Décidément, tout est signifiant...

Mais revenons à la veille. Point marquant, l'acte de coller à la colle de farine dans la rue ne semblait pour les policiers pas du tout le problème. Ils me demandaient d'arracher le dessin LIBERTE EGALITE FRATERNITE avec le fameux drapeau pirate ailé, (acte ENCORE signifiant avant le 14...), mais point un autre deux fois plus grand que j'avais collé quelques jours plus tôt - et apparemment invisible pour eux.

Après une demi heure d'immobilisation, les policiers consentent à me laisser partir en me menaçant : Si ils en voient un autre, ils viendront me chercher à mon domicile avec garde à vue, inculpation et peine d'emprisonnement.

OR, il y en a d'autres...


Me revient un souvenir : celui - quant j'habitais Sao Paulo au brésil dans les années quatre-vingt d'une police faite de nombreux représentants de l'ordre peu instruits, psycho-rigides, sans humour, répressif plus que nécessaire, tatillons sur des détails insignifiants dans une société faite de beaucoup de souffrance.
Pas de société sans police néanmoins ou la violence civile reste un traumatsme pour celui qui la subit.

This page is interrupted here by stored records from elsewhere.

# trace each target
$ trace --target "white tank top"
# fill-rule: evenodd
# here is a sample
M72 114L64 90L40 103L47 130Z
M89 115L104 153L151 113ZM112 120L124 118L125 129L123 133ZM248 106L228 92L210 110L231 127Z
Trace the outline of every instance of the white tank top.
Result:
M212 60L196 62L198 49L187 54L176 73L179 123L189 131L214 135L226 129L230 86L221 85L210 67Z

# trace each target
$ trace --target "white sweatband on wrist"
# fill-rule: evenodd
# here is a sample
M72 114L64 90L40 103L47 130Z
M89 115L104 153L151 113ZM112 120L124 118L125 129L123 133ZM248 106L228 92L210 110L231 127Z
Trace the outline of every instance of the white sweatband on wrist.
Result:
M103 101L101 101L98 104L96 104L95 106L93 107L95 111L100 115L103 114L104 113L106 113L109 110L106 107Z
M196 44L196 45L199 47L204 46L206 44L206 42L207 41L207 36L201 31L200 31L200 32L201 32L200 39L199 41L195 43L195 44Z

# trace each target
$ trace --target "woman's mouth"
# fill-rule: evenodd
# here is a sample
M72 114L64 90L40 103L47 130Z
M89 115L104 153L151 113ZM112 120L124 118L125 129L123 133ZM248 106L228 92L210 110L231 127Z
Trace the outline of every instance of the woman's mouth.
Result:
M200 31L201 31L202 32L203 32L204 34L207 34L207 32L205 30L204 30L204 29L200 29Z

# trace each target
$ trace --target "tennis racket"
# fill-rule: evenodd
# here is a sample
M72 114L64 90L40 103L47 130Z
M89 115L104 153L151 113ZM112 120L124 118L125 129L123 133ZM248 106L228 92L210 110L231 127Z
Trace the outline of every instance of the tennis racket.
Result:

Très paradoxalement - et après avoir discuté longuement avec des acteurs sociaux, je pense que certaines de mes images concernant les valeurs de la république dérangent tout autant les forces de l'ordre que parfois des jeunes de mon quartier, qui eux, ne se reconnaissent pas en elles (Liberté, Eégalité, Fraternité).

Coté police, ma rhétorique reste sans concessions : Précarité croissante, main d'oeuvre sous-payée, crise du logement portent davantage atteinte à la république qu'un dessin collé par un artiste.


Mon nom d'artiste est LIOX , je suis peintre et graphiste. Je colle dans la rue des dessins originaux offerts au bon vouloir des passants. Des dessins à redecoller et à s'accaparer... ou même s'ils ne plaisent décidément pas à déchirer, tagger, annoter.

Ces dessins sont fréquemment des symboles graphiques abordant sexualité spiritualité ou encore effectivement les valeurs universelles LIBERTE EGALITE FRATERNITE.

En 2007, dans la Mairie du 4ème arrondissement, durant LA NUIT BLANCHE j'ai accroché sur des fils deux mille dessins représentant Marianne. Deux mille dessins originaux et signés de Mariannes atypiques, à décrocher par chacun et chacune.

Parfois, ici ou là, dans le Marais, Belleville ou Menilmontant, on peu trouver un "Joly Roger" ailé - un drapeau de Pirate - avec écrit en dessous LIBERTE EGALITE FRATERNITE.

Il y en a eu, il y en a, et il y en aura encore.